Dreamhunter (2005) and Dreamquake (2007) are two fantasy novels, written by New Zealand author Elizabeth Knox. The former title was nominated for Montana New Zealand Book Awards in 2006, and was an American Library Association best book of 2007. Dreamquake received recognition as an Honor Book for the Michael L. Printz Award in 2008. The U.K. title of Dreamhunter is The Rainbow Opera.

Synopsis
Southland is an alternate universe Edwardian version of a New Zealand, one without any indigenous inhabitants. Instead, Southland boasts an other-dimensional realm entitled "the Place," in which those able to do so can 'capture' dreams that are bound to particular areas of Place geography, which exist within specific bands. As a result of the discovery of guided dreaming, a dreamhunter industry has been created. Professional dreamhunters occupy a social niche comparable to artists and authors in our own world, and one of the most imposing structures in Founderston, Southland's capital, is the "Rainbow Opera," in which virtuoso dreamhunters perform before the nation's elite.
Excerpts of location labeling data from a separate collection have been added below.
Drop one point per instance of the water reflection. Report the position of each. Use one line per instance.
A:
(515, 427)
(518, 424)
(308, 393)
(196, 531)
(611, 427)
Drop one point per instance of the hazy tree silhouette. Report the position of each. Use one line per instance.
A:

Grace Tiebold and Tziga Hame are sister and brother in law by marriage, and are particularly potent dreamhunters. While Grace's daughter Rose lacks the talent, Tziga's daughter Laura possesses it. Each year, scores of teenagers attempt to become dreamhunters in a rite of passage, but few achieve interdimensional transit to the Place. Tziga and Laura Hame are able to create golems using an ancestral power called "The Measures." In the second novel, it transpires that these golems have an unheralded but ingenious relationship to the Place's very existence.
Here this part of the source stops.